Quel que soit le choix stratégique, il n’est pas anodin de changer soudainement une convention de télétravail, surtout pour revenir à la situation d’antan. Un sondage réalisé par Swisstaffing au printemps dernier révèle ainsi que plus de la moitié des actifs (51%) estiment important de pouvoir travailler à leur guise, indépendamment d’un lieu fixe. Les entreprises qui choisissent de ne pas offrir ces conditions risquent, à terme, de se priver des meilleurs talents. Ce même institut a également comparé les attentes des Suisses romands et des Suisses alémaniques. Si les deux groupes apprécient pareillement la flexibilité des modes de travail, les possibilités de mise en pratique diffèrent: 53% des premiers peuvent en bénéficier, contre uniquement 40% des seconds. Un décalage existe aussi pour l’organisation du temps de travail sur l'année (39% pour les Suisses alémaniques contre 25% pour les Suisses romands) et sur la semaine (51% contre 40%).

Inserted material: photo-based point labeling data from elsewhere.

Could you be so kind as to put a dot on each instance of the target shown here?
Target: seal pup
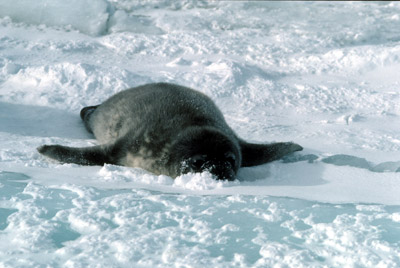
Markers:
(166, 129)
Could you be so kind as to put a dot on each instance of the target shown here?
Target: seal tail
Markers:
(89, 156)
(257, 154)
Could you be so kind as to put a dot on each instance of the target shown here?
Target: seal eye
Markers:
(197, 162)
(231, 159)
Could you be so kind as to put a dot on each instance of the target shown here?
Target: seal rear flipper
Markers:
(257, 154)
(89, 156)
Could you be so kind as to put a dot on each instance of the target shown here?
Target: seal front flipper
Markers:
(89, 156)
(257, 154)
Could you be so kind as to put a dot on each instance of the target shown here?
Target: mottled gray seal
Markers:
(166, 129)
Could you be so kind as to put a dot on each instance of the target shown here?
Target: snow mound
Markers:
(88, 16)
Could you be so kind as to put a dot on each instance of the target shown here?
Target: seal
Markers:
(166, 129)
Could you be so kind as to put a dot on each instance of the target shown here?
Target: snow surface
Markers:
(324, 75)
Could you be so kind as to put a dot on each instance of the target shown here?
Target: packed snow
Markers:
(321, 74)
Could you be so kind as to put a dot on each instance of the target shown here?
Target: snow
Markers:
(321, 74)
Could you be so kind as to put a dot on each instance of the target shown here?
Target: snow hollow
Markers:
(322, 74)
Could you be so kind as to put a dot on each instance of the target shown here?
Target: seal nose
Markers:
(222, 170)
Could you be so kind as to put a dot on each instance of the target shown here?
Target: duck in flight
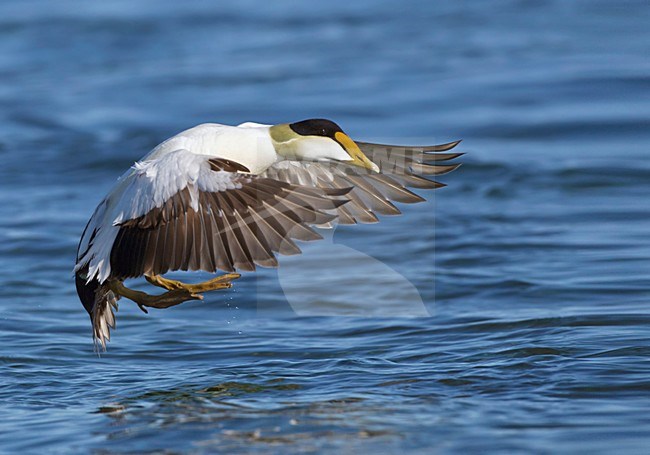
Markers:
(218, 197)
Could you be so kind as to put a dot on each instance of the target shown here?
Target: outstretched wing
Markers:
(373, 193)
(192, 212)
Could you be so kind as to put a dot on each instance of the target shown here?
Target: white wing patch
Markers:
(148, 185)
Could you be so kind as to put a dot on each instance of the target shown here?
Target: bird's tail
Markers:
(100, 303)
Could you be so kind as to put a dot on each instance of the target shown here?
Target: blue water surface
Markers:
(508, 314)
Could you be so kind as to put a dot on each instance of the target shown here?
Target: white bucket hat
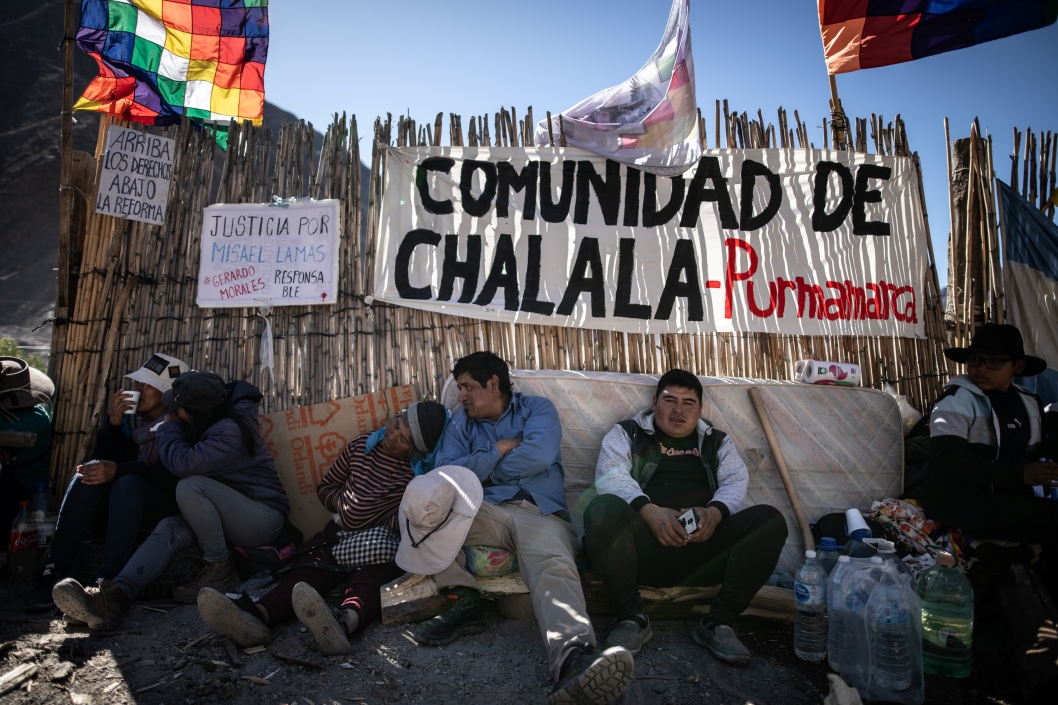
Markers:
(435, 517)
(159, 372)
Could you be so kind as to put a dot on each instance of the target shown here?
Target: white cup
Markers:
(134, 397)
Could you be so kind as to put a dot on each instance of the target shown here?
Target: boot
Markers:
(101, 608)
(219, 576)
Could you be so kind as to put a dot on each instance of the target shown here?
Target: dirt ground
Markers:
(164, 654)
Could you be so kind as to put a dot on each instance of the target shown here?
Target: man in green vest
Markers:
(672, 511)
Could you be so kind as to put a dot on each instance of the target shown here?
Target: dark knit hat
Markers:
(197, 390)
(425, 420)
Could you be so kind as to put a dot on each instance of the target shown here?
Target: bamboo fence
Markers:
(135, 286)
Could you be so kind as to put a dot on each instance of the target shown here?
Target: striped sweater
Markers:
(365, 490)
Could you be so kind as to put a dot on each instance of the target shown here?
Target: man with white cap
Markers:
(499, 483)
(126, 474)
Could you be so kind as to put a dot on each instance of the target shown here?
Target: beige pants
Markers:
(546, 546)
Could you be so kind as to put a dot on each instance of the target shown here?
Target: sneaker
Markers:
(631, 634)
(721, 642)
(219, 576)
(593, 679)
(325, 620)
(223, 615)
(99, 608)
(461, 615)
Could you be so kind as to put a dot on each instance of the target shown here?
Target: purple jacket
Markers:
(221, 455)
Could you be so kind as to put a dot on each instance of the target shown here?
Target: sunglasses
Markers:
(990, 363)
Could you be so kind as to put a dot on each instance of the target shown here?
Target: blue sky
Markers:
(472, 56)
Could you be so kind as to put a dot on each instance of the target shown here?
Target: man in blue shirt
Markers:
(511, 443)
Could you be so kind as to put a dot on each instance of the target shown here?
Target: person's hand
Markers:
(505, 446)
(119, 404)
(1041, 472)
(99, 472)
(709, 519)
(664, 525)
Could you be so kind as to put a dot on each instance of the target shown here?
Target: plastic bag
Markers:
(490, 562)
(873, 594)
(909, 415)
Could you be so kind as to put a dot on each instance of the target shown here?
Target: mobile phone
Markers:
(690, 521)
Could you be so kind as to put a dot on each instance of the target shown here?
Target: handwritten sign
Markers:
(134, 181)
(306, 440)
(257, 254)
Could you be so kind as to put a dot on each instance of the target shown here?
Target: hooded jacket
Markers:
(221, 455)
(626, 465)
(965, 438)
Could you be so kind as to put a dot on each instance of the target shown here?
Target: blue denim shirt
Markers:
(535, 466)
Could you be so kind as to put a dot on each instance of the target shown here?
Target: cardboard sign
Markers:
(134, 181)
(261, 254)
(791, 241)
(306, 440)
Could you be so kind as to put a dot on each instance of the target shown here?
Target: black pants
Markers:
(740, 556)
(1003, 516)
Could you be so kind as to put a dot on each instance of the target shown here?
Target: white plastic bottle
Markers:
(809, 594)
(835, 618)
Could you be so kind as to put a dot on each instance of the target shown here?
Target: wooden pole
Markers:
(784, 472)
(66, 192)
(837, 116)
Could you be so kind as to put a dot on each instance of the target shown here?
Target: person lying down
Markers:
(353, 553)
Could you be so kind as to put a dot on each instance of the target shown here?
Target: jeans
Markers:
(214, 514)
(740, 556)
(133, 498)
(546, 546)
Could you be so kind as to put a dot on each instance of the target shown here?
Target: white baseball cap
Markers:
(159, 372)
(435, 518)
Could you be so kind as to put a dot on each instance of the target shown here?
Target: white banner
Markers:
(792, 241)
(262, 254)
(134, 181)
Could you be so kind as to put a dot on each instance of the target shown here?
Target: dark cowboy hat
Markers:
(996, 339)
(22, 386)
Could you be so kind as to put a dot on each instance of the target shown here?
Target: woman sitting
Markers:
(127, 474)
(229, 493)
(363, 488)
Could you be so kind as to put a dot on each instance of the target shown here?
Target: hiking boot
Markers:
(224, 615)
(721, 642)
(99, 608)
(631, 634)
(219, 576)
(325, 620)
(461, 615)
(593, 679)
(40, 599)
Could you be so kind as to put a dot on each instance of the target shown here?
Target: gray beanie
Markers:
(425, 420)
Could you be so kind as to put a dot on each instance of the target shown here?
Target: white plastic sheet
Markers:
(650, 120)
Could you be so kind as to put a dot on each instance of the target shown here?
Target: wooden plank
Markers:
(412, 598)
(17, 676)
(409, 598)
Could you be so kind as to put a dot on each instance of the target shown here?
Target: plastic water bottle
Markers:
(827, 554)
(22, 546)
(947, 601)
(43, 512)
(809, 594)
(835, 616)
(890, 655)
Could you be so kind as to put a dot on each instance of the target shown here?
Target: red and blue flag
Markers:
(864, 34)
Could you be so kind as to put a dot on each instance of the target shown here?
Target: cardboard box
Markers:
(306, 440)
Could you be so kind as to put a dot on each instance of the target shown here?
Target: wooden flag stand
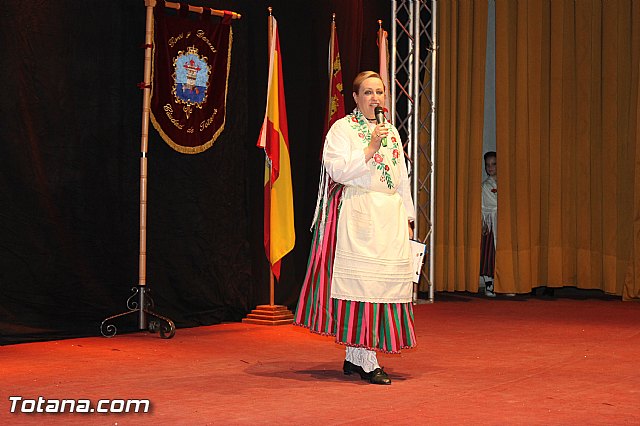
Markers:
(270, 314)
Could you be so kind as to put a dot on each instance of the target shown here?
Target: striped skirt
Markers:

1 L’enquête de Stanford menée par le professeur Nicholas Bloom a été faite en collaboration et au sein de la Ctrip, une agence de travail située en Chine, auprès de mille collaborateurs. Le grand groupe de participants a permis une procédure scientifiquement solide basée sur une procédure d'échantillonnage aléatoire et l'utilisation d'un groupe témoin.
2 Natalia Emanuel & Emma Harrington, Is work-from-home working?, 2023; enquête de Harvard auprès d’un grand distributeur américain figurant sur le classement Fortune 500.
Le bureau: un espace hautement stratégique
Le travail hybride, amené à perdurer, transforme peu à peu en profondeur la culture du travail de bureau. Cette tendance affecte non seulement les ressources humaines et la relation professionnelle, mais aussi l’architecture et l’urbanisme. Pour les employeurs, il est bon de comprendre quelles actions sont à implémenter pour optimiser à la fois l’investissement, la productivité et la marque employeur. Les enjeux sont considérables, notamment avec l’arrivée des collaborateurs digital natives, qui attendent une plus grande flexibilité dans les modes de travail. Or, à l’heure où la chasse aux talents devient une préoccupation mondiale, les entreprises jouent la carte d’avantages concurrentiels permettant de se démarquer. D’autres changements résultent également de l’essor du travail hybride. «Si, sur mille employés, l’entreprise sait qu’il n’y aura jamais plus de sept cents personnes présentes par jour en raison des rotations dues au télétravail, il devient prioritaire de réaménager les bureaux», conseille Martin Pongratz. L’aménagement intérieur doit non seulement optimiser le ratio postes de travail en rapport aux employés présents, mais également repenser la conception des espaces. Par exemple, il peut s’avérer démotivant de traverser un espace déserté, ce qui se produit lorsque les collaborateurs sont dispersés sur une surface comptant de nombreux bureaux vides. Il devient donc paradoxalement crucial de faire en sorte que le bureau soit un espace de vie inspirant et convivial. «La bonne solution consiste par exemple à prévoir des zones de rassemblement favorisant le travail en équipes et à être attentifs aux services disponibles, tant au bureau qu’aux alentours», conclut Martin Pongratz. C’est ainsi qu’on renforcerait la motivation des collaborateurs à travailler en présentiel, ainsi que la culture d’entreprise.